这一章主要通过三个例子来表现Pytorch在神经网络开发应用的便捷性及高效性。

自然语言处理里的情感分析

Sentiment Analysis with Torchtext
示例出处:https://github.com/bentrevett/pytorch-sentiment-analysis

示例:对电影评论进行情感分析

import random
import torch

SEED = 1234
torch.manual_seed(SEED)
torch.backends.cudnn.deterministic = True
random_state = random.seed(SEED)

def generate_bigrams(x):
    n_grams = set(zip(*[x[i:] for i in range(2)]))
    for n_gram in n_grams:
        x.append(' '.join(n_gram))
    return x

generate_bigrams(['This', 'movie', 'is', 'awesome'])
# out:
# ['This', 'movie', 'is', 'awesome', 'This movie',
#  'movie is', 'is awesome']


from torchtext.datasets import IMDB
from torch.utils.data.dataset import random_split

train_iter, test_iter = IMDB(
    split=('train', 'test')) #<1>

train_dataset = list(train_iter) #<2>
test_data = list(test_iter)

num_train = int(len(train_dataset) * 0.70)
train_data, valid_data = \
    random_split(train_dataset, 
        [num_train, 
         len(train_dataset) - num_train]) # <3>


print(len(train_data), len(valid_data), len(test_data))
# out:17500 7500 25000

data_index = 21
print(train_data[data_index][0])
# out: (your results may vary)
#   pos

print(train_data[data_index][1])
# out: (your results may vary)
# ['This', 'film', 'moved', 'me', 'beyond', 'comprehension', ...

from torchtext.data.utils import get_tokenizer
from collections import Counter
from torchtext.vocab import Vocab

tokenizer = get_tokenizer('spacy') # <1>
counter = Counter()
for (label, line) in train_data:
    counter.update(generate_bigrams(
        tokenizer(line))) # <2>
vocab = Vocab(counter, 
              max_size = 25000, 
              vectors = "glove.6B.100d", 
              unk_init = torch.Tensor.normal_) # <3>

print(len(counter))
print(len(vocab))
print(vocab['<pad>'])


tokens = generate_bigrams(tokenizer(('this is the greatest movie ever!')))
for token in tokens:
    print(token, vocab[token])
"""
this 16
is 9
the 2
greatest 1457
movie 22
ever 170
! 40
this is 224
is the 181
greatest movie 0
movie ever 4749
the greatest 2349
ever ! 20411
"""


text_pipeline = lambda x: [vocab[token] 
      for token in generate_bigrams(tokenizer(x))]

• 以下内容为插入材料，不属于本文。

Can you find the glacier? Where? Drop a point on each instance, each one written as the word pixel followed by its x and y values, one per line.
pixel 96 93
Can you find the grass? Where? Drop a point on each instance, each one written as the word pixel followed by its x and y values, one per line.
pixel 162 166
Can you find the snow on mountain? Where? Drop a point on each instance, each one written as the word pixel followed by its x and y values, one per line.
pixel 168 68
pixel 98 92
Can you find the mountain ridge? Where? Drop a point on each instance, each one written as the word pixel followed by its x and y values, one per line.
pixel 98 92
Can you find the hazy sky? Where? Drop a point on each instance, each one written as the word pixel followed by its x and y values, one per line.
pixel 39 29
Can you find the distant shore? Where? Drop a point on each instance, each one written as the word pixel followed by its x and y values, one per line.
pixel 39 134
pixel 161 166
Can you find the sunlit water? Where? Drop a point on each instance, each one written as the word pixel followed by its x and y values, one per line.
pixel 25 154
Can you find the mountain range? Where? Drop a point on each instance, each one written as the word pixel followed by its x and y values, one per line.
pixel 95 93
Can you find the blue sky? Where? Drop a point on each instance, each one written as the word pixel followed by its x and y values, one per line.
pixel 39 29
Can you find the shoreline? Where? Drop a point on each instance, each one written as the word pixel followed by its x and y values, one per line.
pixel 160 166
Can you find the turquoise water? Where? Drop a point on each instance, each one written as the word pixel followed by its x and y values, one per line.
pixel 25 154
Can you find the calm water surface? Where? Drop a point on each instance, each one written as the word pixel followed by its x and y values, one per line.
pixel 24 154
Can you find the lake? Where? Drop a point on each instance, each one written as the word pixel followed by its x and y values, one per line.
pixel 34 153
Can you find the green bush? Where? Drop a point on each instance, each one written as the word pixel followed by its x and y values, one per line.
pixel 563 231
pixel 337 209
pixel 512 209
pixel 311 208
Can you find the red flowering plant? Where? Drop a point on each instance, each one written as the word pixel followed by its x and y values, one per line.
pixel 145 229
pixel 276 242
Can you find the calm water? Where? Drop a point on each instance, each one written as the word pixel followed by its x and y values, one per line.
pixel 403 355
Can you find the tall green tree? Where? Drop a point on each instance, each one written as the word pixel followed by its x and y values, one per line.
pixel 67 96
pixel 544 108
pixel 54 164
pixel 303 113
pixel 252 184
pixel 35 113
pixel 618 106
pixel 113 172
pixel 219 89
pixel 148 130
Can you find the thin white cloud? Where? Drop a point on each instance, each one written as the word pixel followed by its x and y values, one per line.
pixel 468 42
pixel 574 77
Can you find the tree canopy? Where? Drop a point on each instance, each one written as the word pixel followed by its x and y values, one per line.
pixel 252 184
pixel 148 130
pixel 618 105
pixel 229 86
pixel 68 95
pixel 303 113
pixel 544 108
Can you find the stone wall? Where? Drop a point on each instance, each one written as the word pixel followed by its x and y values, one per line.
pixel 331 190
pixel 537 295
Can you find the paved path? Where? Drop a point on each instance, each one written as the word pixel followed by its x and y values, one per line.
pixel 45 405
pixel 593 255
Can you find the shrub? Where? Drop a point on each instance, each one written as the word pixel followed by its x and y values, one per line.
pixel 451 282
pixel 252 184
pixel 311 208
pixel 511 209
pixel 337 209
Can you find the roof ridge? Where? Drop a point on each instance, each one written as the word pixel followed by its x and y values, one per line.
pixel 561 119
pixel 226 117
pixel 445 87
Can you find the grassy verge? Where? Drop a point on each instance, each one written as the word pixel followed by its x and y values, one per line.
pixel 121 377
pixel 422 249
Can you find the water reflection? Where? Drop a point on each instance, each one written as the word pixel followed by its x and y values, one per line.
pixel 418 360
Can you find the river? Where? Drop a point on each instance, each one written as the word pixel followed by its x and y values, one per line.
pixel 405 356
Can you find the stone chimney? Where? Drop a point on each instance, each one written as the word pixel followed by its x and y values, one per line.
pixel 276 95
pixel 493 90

label_pipeline = lambda x: 1 if x=='pos' else 0

print(text_pipeline('the movie was horrible'))
# out: [2, 22, 19, 942, 157, 14859, 538]

print(label_pipeline('neg'))
# out: 0

from torch.utils.data import DataLoader
from torch.nn.utils.rnn import pad_sequence

device = torch.device("cuda" if 
    torch.cuda.is_available() else "cpu")

def collate_batch(batch):
   label_list, text_list = [], []
   for (_label, _text) in batch:
        label_list.append(label_pipeline(_label))
        processed_text = torch.tensor(text_pipeline(_text))
        text_list.append(processed_text)
   return (torch.tensor(label_list, dtype=torch.float64).to(device), 
          pad_sequence(text_list, 
                       padding_value=1.0).to(device))

batch_size = 64    
def batch_sampler():
    indices = [(i, len(tokenizer(s[1]))) for i, s in enumerate(train_dataset)]
    random.shuffle(indices)
    pooled_indices = []
    # create pool of indices with similar lengths 
    for i in range(0, len(indices), batch_size * 100):
        pooled_indices.extend(sorted(indices[i:i + batch_size * 100], key=lambda x: x[1]))

    pooled_indices = [x[0] for x in pooled_indices]

    # yield indices for current batch
    for i in range(0, len(pooled_indices), batch_size):
        yield pooled_indices[i:i + batch_size]

BATCH_SIZE = 64

train_dataloader = DataLoader(train_data,
                  # batch_sampler=batch_sampler(),
                  collate_fn=collate_batch,
                  batch_size=BATCH_SIZE,
                  shuffle=True)
                  # collate_fn=collate_batch)
valid_dataloader = DataLoader(valid_data, 
                  batch_size=BATCH_SIZE,
                  shuffle=True, 
                  collate_fn=collate_batch)
test_dataloader = DataLoader(test_data, 
                  batch_size=BATCH_SIZE,
                  shuffle=True, 
                  collate_fn=collate_batch)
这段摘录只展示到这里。